Les KPI de maintenance modernes reposent sur plusieurs activités de maintenance essentielles :
La collecte et la visualisation des données constituent la base des KPI de maintenance, permettant aux équipes de maintenance d’identifier et de suivre les indicateurs les plus pertinents pour leurs actifs.
Au fil du temps, les équipes de maintenance collectent des données sur les actifs dont elles sont responsables, telles que les pannes d’équipement, le nombre de réparations, l’utilisation des pièces détachées, les inspections et les plannings de maintenance. Ils intègrent ces données dans un système de GMAO, même si, de plus en plus, les outils GMAO peuvent automatiser ce processus.
La GMAO centralise les données des actifs et génère un tableau de bord de maintenance qui relie les données aux indicateurs de performance. Les indicateurs populaires que le logiciel GMAO peut afficher sont les suivants :
Les logiciels modernes de gestion de la maintenance suivent ces indicateurs de performance, et bien d’autres, au fil du temps, offrant ainsi aux techniciens de maintenance une meilleure compréhension de leurs performances grâce à des indicateurs clés de performance tels que les retards de maintenance, la disponibilité des actifs, le respect des horaires et la disponibilité des équipements.
Pour la plupart des entreprises, mettre en place une collecte et une visualisation solides des données via un outil GMAO pose les bases d’un contrôle de conformité (CM) en temps réel, un aspect clé de la plupart des initiatives de transformation numérique.
Le CM est un type de maintenance prédictive qui utilise la collecte et l’analyse des données en temps réel pour surveiller la santé des actifs, détecter les pannes et identifier les problèmes tôt avant qu’ils ne provoquent des temps d’arrêt.
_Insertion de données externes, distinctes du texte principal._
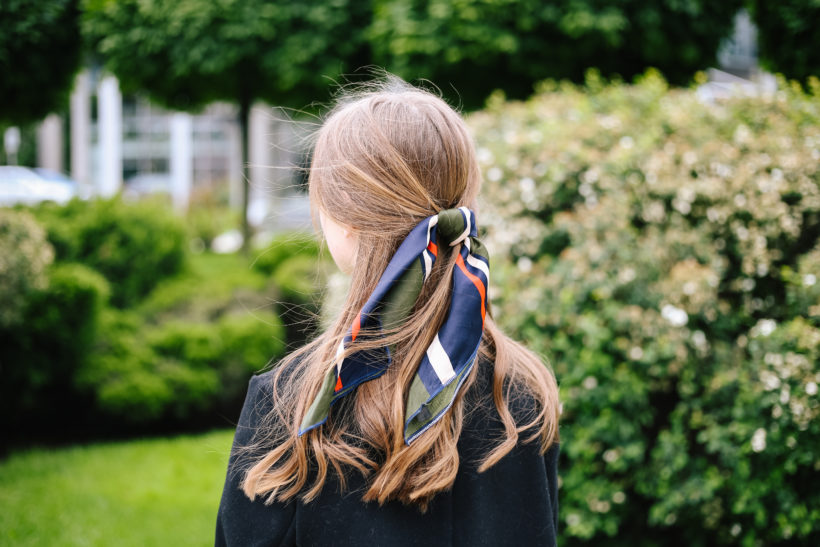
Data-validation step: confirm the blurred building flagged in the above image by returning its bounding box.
[37,70,309,229]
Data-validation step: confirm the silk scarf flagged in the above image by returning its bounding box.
[299,207,490,444]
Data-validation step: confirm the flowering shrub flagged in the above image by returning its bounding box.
[470,72,820,545]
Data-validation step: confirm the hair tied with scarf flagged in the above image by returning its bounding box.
[299,207,490,444]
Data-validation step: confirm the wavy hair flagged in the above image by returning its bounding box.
[237,75,559,511]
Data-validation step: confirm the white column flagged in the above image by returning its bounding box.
[171,112,194,213]
[248,103,272,226]
[37,114,63,173]
[225,113,242,210]
[69,70,91,189]
[3,125,20,165]
[97,76,122,197]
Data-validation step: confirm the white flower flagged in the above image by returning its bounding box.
[756,319,777,336]
[661,304,689,327]
[752,427,766,452]
[487,167,504,182]
[516,256,532,273]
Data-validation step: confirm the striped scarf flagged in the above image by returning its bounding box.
[299,207,490,444]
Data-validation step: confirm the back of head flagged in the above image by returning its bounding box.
[310,77,480,239]
[244,76,558,509]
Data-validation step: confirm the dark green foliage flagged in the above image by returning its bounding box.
[83,0,368,110]
[253,232,319,275]
[470,74,820,545]
[253,232,327,348]
[0,0,82,125]
[28,198,187,307]
[370,0,743,108]
[0,263,109,427]
[78,311,284,425]
[0,200,310,446]
[0,209,54,328]
[749,0,820,80]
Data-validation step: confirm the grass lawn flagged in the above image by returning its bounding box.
[0,430,233,547]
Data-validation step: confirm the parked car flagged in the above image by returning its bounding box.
[0,165,79,206]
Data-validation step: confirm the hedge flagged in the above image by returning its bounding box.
[0,198,314,443]
[470,72,820,545]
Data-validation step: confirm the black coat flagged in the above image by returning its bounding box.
[216,363,558,547]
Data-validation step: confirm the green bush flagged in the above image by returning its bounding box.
[0,209,54,328]
[78,310,284,425]
[253,232,319,275]
[0,264,109,426]
[368,0,744,109]
[470,73,820,545]
[32,198,186,308]
[749,0,820,80]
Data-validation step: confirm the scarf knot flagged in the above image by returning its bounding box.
[299,207,490,444]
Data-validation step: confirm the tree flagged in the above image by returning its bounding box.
[371,0,743,108]
[83,0,368,245]
[749,0,820,80]
[0,0,82,125]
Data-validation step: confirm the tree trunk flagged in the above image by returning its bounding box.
[239,99,251,254]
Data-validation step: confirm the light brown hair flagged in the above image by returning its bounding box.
[242,76,558,510]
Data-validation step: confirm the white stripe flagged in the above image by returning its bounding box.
[336,339,345,376]
[450,207,472,247]
[421,249,433,281]
[427,215,438,245]
[467,255,490,284]
[427,334,456,384]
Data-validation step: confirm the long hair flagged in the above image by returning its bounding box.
[242,76,558,511]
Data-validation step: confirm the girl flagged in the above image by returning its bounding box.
[216,77,558,547]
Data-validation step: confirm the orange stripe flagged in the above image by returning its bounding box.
[350,312,362,342]
[456,253,487,327]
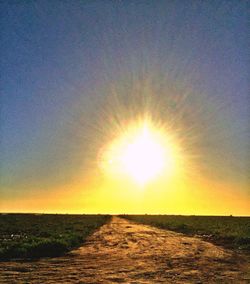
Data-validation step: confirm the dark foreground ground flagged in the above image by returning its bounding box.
[0,217,250,284]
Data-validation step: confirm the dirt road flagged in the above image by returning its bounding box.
[0,217,250,284]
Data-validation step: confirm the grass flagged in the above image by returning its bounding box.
[121,215,250,252]
[0,214,110,260]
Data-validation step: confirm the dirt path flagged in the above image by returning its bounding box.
[0,217,250,284]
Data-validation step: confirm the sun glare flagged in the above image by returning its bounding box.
[99,121,180,185]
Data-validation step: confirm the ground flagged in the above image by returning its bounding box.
[0,217,250,284]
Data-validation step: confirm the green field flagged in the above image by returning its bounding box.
[121,215,250,251]
[0,214,110,260]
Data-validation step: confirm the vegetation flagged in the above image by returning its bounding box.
[0,214,110,260]
[121,215,250,251]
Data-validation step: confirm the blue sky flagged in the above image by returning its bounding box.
[0,1,250,209]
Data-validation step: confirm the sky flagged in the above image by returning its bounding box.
[0,0,250,215]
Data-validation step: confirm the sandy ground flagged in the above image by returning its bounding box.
[0,217,250,284]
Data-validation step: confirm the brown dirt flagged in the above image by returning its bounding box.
[0,217,250,284]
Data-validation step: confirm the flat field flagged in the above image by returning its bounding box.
[121,215,250,251]
[0,214,110,260]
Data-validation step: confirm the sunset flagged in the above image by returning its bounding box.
[0,0,250,283]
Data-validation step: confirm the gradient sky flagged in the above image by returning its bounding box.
[0,0,250,215]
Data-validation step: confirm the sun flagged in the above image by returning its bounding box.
[98,121,178,185]
[120,125,166,184]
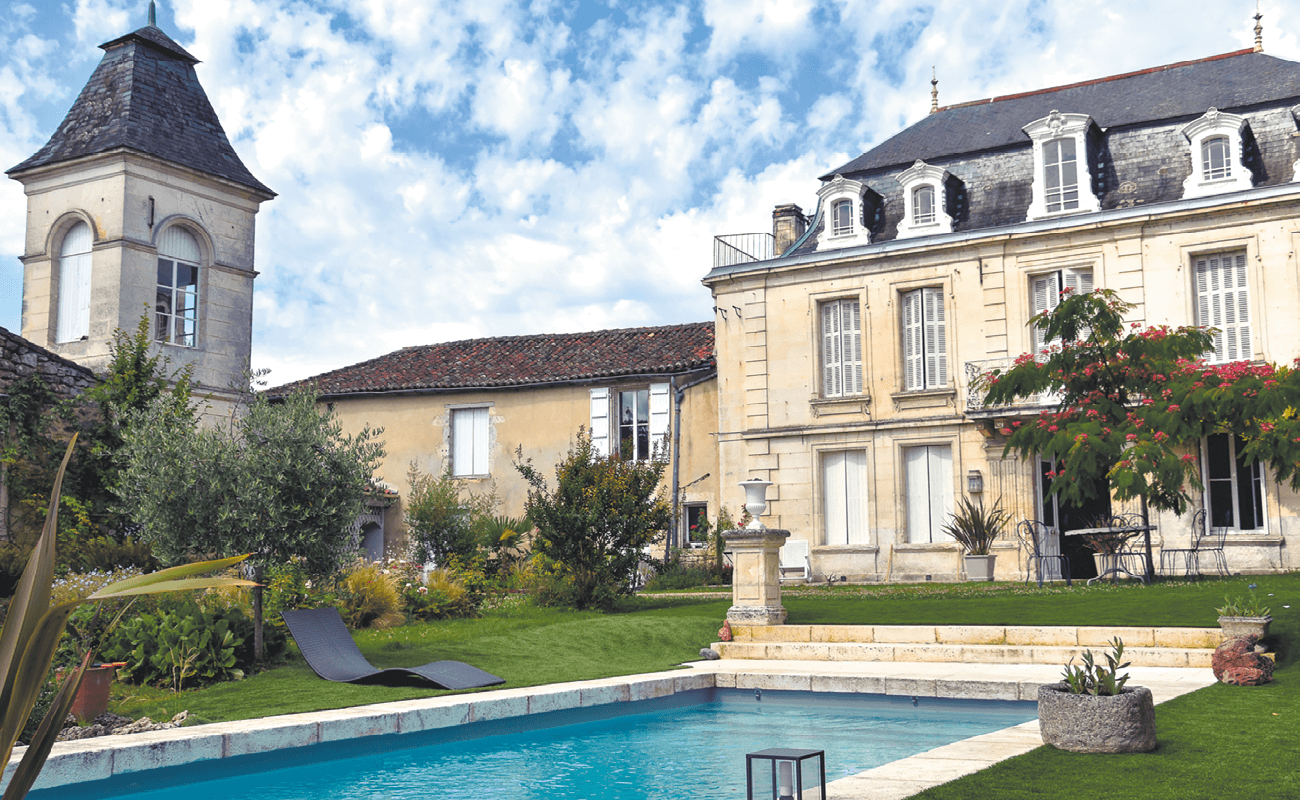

Le CM utilise des capteurs IdO et des analyses avancées par IA pour détecter les variations de vibrations, de température, de pression et de niveaux de fluide, ce qui peut aider à prédire quand un actif risque de tomber en panne. Lorsqu’il est mis en œuvre dans le cadre d’une stratégie globale de maintenance, le CM aide à optimiser la planification de maintenance, à simplifier les tâches de maintenance de routine et à améliorer l’efficacité opérationnelle globale dans un large éventail d’activités de maintenance.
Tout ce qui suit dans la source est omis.